From Omaha World-Herald’s Sam McKewon:

Asked how many wins would be a success in 2021, Nebraska AD Bill Moos cites tough schedule. “It would be great to get into that 8-9 win” range. Calls that a “realistic” expectation.

There was not going to be a “free pass” for Frost this season. It has seemed pretty clear this offseason that it’s bowl or bust for the Huskers. Four straight years without a postseason appearance is usually the demise for a head coach at any program.

It would’ve been the case even if Moos agreed to stick around for the next 10 seasons.

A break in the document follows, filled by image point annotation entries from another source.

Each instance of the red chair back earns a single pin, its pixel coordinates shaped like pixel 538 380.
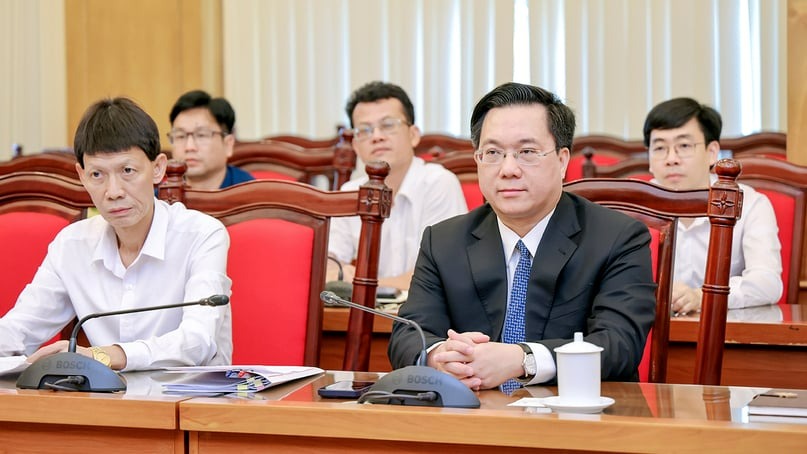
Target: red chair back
pixel 277 260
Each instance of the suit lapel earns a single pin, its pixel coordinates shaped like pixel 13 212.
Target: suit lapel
pixel 553 253
pixel 488 271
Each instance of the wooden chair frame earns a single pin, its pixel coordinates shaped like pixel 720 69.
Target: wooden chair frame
pixel 660 208
pixel 336 161
pixel 434 146
pixel 307 205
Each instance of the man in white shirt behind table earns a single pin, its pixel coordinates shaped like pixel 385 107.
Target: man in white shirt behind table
pixel 423 194
pixel 140 252
pixel 682 137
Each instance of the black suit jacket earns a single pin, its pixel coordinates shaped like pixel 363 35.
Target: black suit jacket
pixel 591 273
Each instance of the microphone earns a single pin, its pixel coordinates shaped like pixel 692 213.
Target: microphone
pixel 419 385
pixel 71 371
pixel 341 288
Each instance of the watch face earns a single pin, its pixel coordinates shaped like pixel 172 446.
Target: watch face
pixel 529 365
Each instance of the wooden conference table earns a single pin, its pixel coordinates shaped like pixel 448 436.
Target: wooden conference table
pixel 765 346
pixel 293 418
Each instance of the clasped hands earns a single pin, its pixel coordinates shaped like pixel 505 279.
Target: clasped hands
pixel 117 356
pixel 475 361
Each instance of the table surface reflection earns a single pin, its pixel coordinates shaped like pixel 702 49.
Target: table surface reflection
pixel 644 418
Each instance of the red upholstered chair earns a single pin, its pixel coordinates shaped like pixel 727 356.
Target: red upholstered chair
pixel 56 162
pixel 283 161
pixel 277 260
pixel 660 209
pixel 34 207
pixel 637 168
pixel 464 166
pixel 434 146
pixel 785 184
pixel 598 150
pixel 762 145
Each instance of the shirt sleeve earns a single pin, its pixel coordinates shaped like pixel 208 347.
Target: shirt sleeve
pixel 761 280
pixel 204 332
pixel 42 309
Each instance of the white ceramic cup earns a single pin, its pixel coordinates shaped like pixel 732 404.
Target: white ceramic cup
pixel 579 372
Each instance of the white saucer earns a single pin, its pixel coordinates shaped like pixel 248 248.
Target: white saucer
pixel 555 403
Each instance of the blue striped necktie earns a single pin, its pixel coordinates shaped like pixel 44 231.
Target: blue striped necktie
pixel 514 324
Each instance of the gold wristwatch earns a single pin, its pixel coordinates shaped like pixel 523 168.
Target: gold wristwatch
pixel 100 355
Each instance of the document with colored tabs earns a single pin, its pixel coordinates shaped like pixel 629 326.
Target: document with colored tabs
pixel 234 379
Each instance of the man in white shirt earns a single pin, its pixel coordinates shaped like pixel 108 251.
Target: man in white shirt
pixel 423 194
pixel 140 252
pixel 682 137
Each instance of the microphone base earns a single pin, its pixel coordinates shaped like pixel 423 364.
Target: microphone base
pixel 418 379
pixel 51 369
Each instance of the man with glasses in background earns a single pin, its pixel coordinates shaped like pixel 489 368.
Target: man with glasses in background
pixel 682 137
pixel 496 290
pixel 202 136
pixel 383 122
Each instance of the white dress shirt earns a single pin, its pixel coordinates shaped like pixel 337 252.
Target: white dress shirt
pixel 184 258
pixel 428 194
pixel 543 357
pixel 756 263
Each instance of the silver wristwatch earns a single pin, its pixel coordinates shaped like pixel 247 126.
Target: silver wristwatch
pixel 528 364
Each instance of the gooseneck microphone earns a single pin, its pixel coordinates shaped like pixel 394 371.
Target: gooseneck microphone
pixel 340 287
pixel 71 371
pixel 419 385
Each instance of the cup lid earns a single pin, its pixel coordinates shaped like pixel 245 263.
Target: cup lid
pixel 578 346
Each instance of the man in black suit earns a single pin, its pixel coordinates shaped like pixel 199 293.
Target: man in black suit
pixel 591 272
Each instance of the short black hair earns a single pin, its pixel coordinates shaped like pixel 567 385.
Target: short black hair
pixel 560 117
pixel 114 125
pixel 377 91
pixel 220 108
pixel 676 112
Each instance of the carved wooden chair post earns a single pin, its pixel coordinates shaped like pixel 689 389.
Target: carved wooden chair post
pixel 725 206
pixel 278 254
pixel 375 201
pixel 344 158
pixel 660 209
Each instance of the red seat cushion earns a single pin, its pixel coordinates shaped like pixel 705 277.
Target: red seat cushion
pixel 574 171
pixel 472 193
pixel 25 237
pixel 644 364
pixel 270 265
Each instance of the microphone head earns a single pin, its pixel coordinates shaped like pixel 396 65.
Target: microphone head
pixel 216 300
pixel 342 289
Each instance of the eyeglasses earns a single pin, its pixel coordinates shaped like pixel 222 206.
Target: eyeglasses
pixel 525 156
pixel 684 150
pixel 201 137
pixel 387 126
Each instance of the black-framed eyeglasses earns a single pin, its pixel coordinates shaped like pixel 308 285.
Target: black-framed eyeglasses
pixel 387 126
pixel 525 156
pixel 684 150
pixel 202 136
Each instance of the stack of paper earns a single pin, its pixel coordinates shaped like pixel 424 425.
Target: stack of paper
pixel 779 405
pixel 230 379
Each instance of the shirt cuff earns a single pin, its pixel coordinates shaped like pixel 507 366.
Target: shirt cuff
pixel 137 355
pixel 544 362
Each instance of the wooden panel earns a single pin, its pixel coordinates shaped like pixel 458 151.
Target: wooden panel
pixel 797 81
pixel 645 418
pixel 48 421
pixel 151 52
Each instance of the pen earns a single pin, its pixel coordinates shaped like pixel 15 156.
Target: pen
pixel 783 394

If you look at the past five years in the B1G, the belief that there’s an increased level of pressure on Frost this season is understandable. New athletic directors have had a way with parting with head football coaches in the recent past:

  • 2016: Josh Whitman fired Bill Cubit, hired Lovie Smith (Illinois)
  • 2016: Mike Bobinski fired Darrell Hazell, hired Jeff Brohm (Purdue)
  • 2017: Mark Coyle fired Tracy Claeys, hired P.J. Fleck (Minnesota)
  • 2017: Bill Moos fired Mike Riley, hired Scott Frost (Nebraska)

Athletic directors tend to want “their guy” in place to run the football program, especially if the inherited coaching situation has been unstable. For that reason, the extra eyeballs on Frost this season is comprehensible.

The point? Frost was under the microscope this year anyway. A change in leadership in the athletic department doesn’t alter the expectation in Lincoln this fall.

Yes, there’s a lot of pressure facing Frost and the Huskers right now. That’s been the case since the 2020 season came to an end.